The life of QVC entrepreneur and inventor Joy Mangano (Jennifer Lawrence) is very loosely chronicled in writer/director David O. Russell’s (American Hustle) latest effort.  Narrated by her grandmother (Diane Ladd) the film attempts to make Joy out to be some sort of visionary trapped within a household of kooky relatives including an ex-husband (Edgar Ramirez) who lives in the basement of her home.

Joy is the dreamer, the doer, the fixer in a family that includes a dopey, TV-addicted mother (Virginia Madsen) a scheming father (Robert De Niro) his somber lady friend (Isabella Rossellini) a competitive half-sister (Elisabeth Röhm) and two young children for whom she is the sole support, ex-husband in basement notwithstanding.

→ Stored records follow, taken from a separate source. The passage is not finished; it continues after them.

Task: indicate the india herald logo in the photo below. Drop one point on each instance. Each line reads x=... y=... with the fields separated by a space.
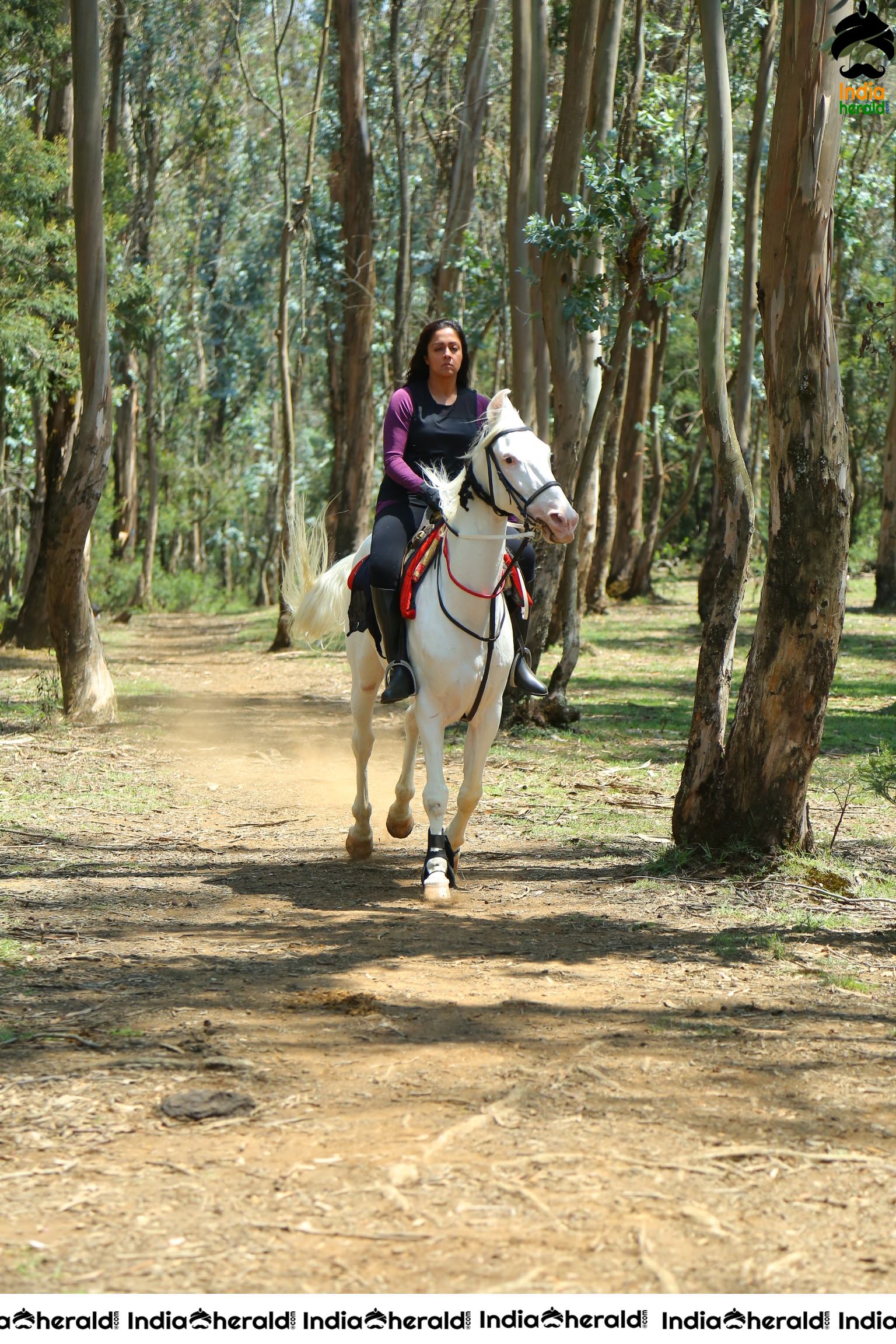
x=863 y=33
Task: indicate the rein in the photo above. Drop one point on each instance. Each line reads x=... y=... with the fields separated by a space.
x=472 y=485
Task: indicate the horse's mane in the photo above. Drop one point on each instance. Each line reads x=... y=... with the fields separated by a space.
x=449 y=487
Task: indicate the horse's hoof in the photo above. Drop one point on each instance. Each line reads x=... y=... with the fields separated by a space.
x=437 y=891
x=400 y=828
x=359 y=848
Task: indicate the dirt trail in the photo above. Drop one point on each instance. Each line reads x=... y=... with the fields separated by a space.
x=559 y=1085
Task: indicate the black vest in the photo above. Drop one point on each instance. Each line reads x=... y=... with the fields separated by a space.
x=440 y=436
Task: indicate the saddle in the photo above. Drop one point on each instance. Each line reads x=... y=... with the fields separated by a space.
x=419 y=557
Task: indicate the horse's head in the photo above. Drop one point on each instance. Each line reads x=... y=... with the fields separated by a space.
x=516 y=466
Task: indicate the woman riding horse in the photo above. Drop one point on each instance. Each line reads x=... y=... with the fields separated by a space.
x=432 y=421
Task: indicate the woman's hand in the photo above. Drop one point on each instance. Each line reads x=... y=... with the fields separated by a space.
x=432 y=496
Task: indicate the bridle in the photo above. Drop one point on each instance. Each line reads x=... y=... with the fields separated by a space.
x=472 y=485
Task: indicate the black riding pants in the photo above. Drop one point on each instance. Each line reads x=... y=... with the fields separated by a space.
x=397 y=523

When she invents a self-wringing mop with a detachable head (with 300 feet of looped cotton, yet!) that can be thrown in the washer, Joy sets out to get her invention seen and sold on television, aided by her ex, who is a surprising source of support when her blood relatives prove to be flawed, critical naysayers.

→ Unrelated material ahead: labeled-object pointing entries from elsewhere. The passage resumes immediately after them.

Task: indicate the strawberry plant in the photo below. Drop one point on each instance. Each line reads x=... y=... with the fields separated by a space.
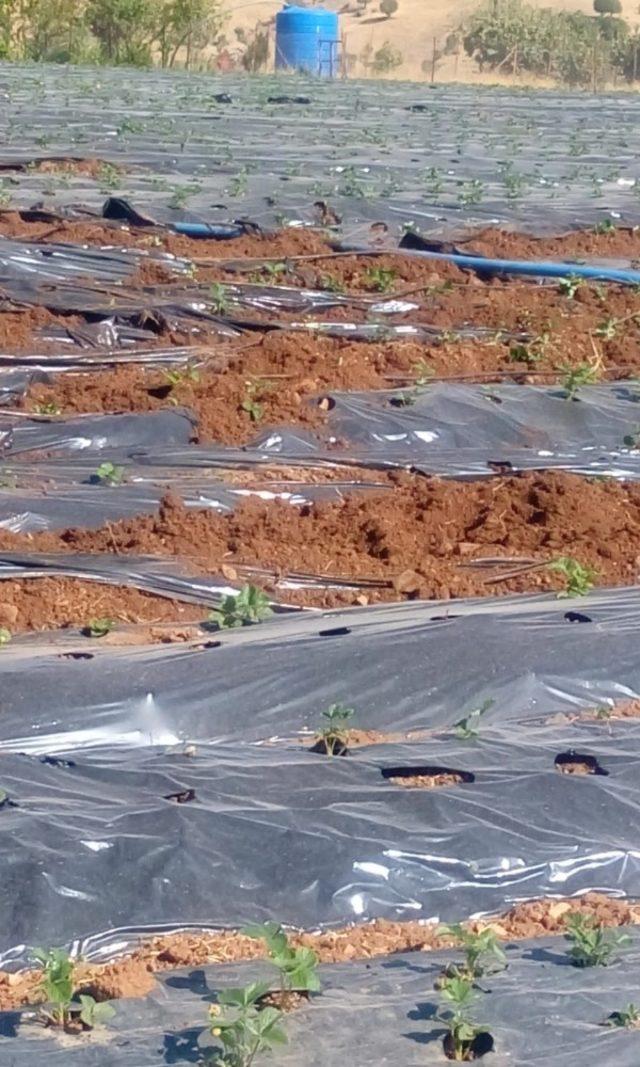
x=462 y=1032
x=58 y=986
x=578 y=579
x=243 y=1028
x=575 y=377
x=466 y=729
x=108 y=474
x=250 y=404
x=241 y=609
x=99 y=627
x=570 y=285
x=591 y=945
x=479 y=948
x=298 y=967
x=333 y=735
x=220 y=300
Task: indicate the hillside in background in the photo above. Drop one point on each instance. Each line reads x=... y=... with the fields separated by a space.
x=411 y=31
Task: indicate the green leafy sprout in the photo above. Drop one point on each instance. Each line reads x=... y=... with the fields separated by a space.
x=109 y=474
x=220 y=299
x=459 y=997
x=333 y=732
x=578 y=579
x=250 y=404
x=99 y=627
x=380 y=279
x=244 y=1029
x=466 y=728
x=297 y=967
x=591 y=945
x=479 y=949
x=241 y=609
x=570 y=285
x=47 y=408
x=58 y=986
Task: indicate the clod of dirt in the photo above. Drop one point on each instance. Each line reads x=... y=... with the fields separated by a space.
x=578 y=763
x=426 y=778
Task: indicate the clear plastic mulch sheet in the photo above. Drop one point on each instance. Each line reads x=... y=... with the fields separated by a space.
x=221 y=150
x=97 y=851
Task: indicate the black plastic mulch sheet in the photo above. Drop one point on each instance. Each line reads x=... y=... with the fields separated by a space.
x=540 y=1010
x=221 y=149
x=93 y=745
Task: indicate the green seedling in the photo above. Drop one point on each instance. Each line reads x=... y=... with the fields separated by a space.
x=99 y=627
x=591 y=945
x=329 y=283
x=607 y=329
x=250 y=404
x=478 y=950
x=298 y=967
x=333 y=732
x=606 y=226
x=459 y=996
x=578 y=579
x=47 y=408
x=424 y=373
x=220 y=300
x=570 y=285
x=109 y=474
x=575 y=377
x=241 y=609
x=380 y=279
x=177 y=378
x=627 y=1017
x=243 y=1028
x=57 y=984
x=466 y=729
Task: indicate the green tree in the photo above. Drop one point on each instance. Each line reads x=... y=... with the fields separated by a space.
x=607 y=6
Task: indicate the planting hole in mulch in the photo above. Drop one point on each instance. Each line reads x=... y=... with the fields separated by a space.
x=284 y=1000
x=184 y=797
x=320 y=747
x=474 y=1050
x=426 y=777
x=578 y=763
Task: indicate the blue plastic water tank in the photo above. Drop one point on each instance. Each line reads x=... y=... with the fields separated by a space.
x=306 y=38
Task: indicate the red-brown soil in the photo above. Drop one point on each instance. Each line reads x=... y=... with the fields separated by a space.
x=132 y=975
x=623 y=242
x=34 y=604
x=415 y=539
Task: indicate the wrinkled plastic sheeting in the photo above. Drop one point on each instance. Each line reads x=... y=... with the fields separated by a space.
x=379 y=1012
x=95 y=432
x=91 y=766
x=58 y=263
x=453 y=170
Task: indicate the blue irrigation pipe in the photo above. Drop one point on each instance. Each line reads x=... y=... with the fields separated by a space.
x=534 y=269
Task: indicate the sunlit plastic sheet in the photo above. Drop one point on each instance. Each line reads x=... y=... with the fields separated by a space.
x=379 y=1012
x=352 y=844
x=51 y=261
x=95 y=432
x=470 y=155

Although that first ex-enabled appointment results in a last-minute blow-off, Joy bursts into a meeting with QVC honcho Neal Walker (Bradley Cooper, Lawrence’s frequent co-star) and convinces him of her mop’s superiority despite its cheap plastic handle.  All that sounds plausible enough – even the ex in the basement – but the first inept demonstration of the mop by a pitchman for QVC would NEVER have been allowed to air, and it is insulting to ask us to believe it.

Overlooked, swindled, and dismissed, Joy has to fight every inch of the way to get a fair manufacturing contract and representation on the QVC channel.  Her wacky clan is only moderately supportive, getting in her way nearly as often as assisting her efforts.

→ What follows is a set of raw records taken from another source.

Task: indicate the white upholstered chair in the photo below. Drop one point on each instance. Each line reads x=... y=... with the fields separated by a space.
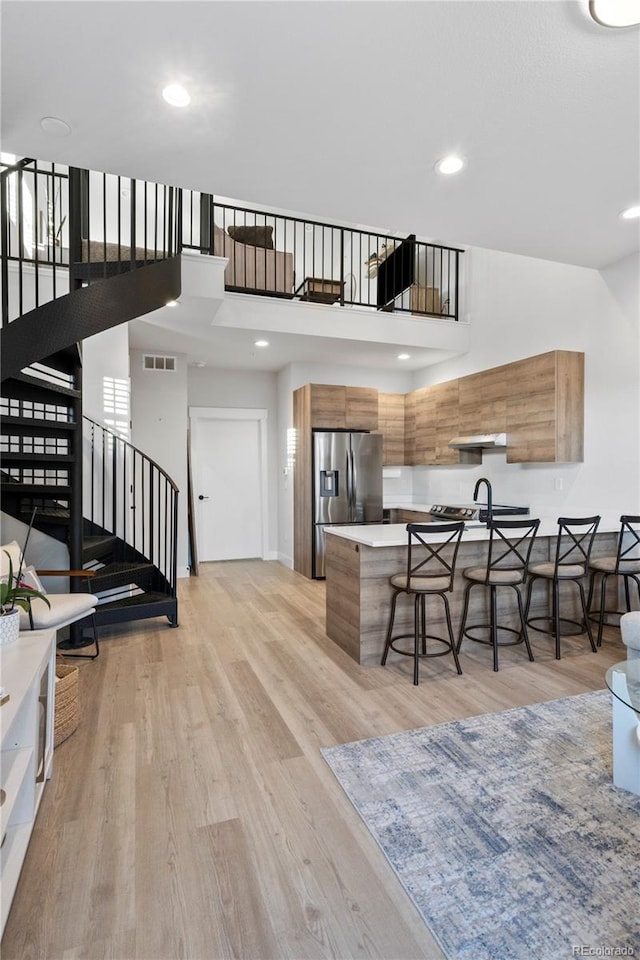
x=65 y=608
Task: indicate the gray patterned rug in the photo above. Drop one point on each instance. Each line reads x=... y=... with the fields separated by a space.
x=506 y=830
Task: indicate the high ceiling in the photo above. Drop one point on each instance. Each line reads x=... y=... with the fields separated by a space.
x=339 y=110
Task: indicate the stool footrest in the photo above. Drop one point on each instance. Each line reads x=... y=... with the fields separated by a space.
x=410 y=653
x=499 y=629
x=578 y=625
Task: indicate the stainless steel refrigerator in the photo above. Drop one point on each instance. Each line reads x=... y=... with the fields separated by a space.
x=347 y=484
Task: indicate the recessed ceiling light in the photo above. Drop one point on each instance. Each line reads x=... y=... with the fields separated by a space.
x=450 y=165
x=55 y=127
x=615 y=13
x=176 y=95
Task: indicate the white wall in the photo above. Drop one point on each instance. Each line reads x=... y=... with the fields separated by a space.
x=516 y=307
x=105 y=367
x=241 y=389
x=159 y=429
x=519 y=307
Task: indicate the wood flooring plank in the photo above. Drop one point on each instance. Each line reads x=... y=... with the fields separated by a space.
x=191 y=814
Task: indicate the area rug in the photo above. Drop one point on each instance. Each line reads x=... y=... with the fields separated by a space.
x=506 y=830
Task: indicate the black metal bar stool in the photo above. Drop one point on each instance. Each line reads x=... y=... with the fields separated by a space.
x=573 y=549
x=510 y=543
x=625 y=564
x=432 y=551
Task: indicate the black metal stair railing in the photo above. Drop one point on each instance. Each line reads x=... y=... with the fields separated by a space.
x=277 y=255
x=64 y=228
x=130 y=497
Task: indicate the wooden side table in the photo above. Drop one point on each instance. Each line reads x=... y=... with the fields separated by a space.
x=319 y=290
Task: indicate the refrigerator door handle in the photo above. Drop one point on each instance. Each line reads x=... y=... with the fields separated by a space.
x=354 y=486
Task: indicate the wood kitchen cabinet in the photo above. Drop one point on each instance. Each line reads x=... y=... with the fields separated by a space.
x=545 y=408
x=334 y=407
x=320 y=406
x=410 y=429
x=436 y=419
x=483 y=402
x=391 y=426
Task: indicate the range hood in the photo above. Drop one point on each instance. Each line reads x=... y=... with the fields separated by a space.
x=479 y=441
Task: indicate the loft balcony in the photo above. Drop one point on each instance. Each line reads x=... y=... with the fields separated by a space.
x=242 y=268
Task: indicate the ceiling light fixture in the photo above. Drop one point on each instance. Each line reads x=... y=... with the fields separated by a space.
x=615 y=13
x=55 y=127
x=176 y=95
x=449 y=165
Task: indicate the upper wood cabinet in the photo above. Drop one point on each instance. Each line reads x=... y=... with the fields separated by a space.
x=334 y=407
x=391 y=426
x=545 y=408
x=483 y=402
x=361 y=408
x=424 y=448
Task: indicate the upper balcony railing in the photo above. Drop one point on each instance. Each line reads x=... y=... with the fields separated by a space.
x=284 y=256
x=63 y=227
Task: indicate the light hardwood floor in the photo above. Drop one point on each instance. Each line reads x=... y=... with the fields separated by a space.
x=191 y=814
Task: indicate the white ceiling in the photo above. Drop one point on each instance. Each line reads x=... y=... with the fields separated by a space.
x=339 y=110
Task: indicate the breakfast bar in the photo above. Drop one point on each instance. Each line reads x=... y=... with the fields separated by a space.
x=361 y=558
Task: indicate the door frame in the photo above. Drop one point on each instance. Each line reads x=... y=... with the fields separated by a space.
x=237 y=413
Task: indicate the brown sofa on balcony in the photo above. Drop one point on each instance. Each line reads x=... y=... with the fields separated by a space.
x=254 y=267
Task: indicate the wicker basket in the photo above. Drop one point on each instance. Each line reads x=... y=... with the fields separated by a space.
x=66 y=709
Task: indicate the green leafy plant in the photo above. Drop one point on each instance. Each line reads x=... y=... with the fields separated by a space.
x=14 y=593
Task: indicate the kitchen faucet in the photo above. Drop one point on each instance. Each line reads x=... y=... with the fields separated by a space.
x=489 y=497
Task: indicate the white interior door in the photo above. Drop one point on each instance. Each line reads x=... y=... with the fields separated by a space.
x=229 y=488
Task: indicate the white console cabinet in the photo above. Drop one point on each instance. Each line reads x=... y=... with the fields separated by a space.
x=27 y=676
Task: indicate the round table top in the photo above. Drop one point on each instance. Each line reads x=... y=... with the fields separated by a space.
x=623 y=680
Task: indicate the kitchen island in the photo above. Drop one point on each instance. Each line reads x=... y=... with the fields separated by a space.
x=360 y=560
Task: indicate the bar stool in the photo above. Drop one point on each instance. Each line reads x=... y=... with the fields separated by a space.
x=510 y=543
x=573 y=549
x=432 y=550
x=625 y=564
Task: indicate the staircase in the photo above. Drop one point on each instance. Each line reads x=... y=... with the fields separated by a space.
x=114 y=508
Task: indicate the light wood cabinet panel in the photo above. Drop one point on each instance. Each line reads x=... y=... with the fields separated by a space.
x=425 y=417
x=483 y=402
x=328 y=406
x=410 y=429
x=361 y=408
x=445 y=399
x=545 y=408
x=391 y=426
x=302 y=507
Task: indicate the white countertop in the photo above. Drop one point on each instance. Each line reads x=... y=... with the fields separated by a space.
x=395 y=534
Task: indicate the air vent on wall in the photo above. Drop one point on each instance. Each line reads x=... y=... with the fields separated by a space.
x=151 y=361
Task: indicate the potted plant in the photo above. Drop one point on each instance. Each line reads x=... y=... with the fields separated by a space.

The film’s first half is a scattered, zany Joy-ride – pun intended - that seems to like the intentional mess it creates, accompanying it with various pop songs and behavior as loopy as the mop itself.  It gets better at the mid-point, when Joy’s determination and sometimes guerilla tactics begin to pay off, but unfortunately ends up as a clichéd fable, as invented as one of our plucky heroine’s products.

Jennifer Lawrence heads a talented cast that tries mightily to make the messy script work.  Melissa Rivers plays her mother Joan, touting chunky costume jewelry as if it were right behind food and shelter in the necessities of life.  More like this please.

Writer/director David O. Russell (American Hustle) who co-wrote the screenplay with Annie Mumolo (Bridesmaids) even inserts soap opera parodies (Susan Lucci stars) presumably to reflect Joy’s travails and to complement the sale of products on networks designed to tell housewives what they need.

Joy’s story should have been mesmerizing.  It is, after all, the very essence of the American Dream.  To squander its potential with scattered, near slapstick performances diminishes the actors and disappoints the audience.  That’ll teach us to buy something on reputation only.

Note:  The original self-wringing Miracle Mop ad can be seen on YouTube, back when Joy Mangano was a brunette.  Lawrence is a luminous blonde here, just one of several liberties taken with the entrepreneur’s life.  Russell’s inventor, it turns out, is also his invention.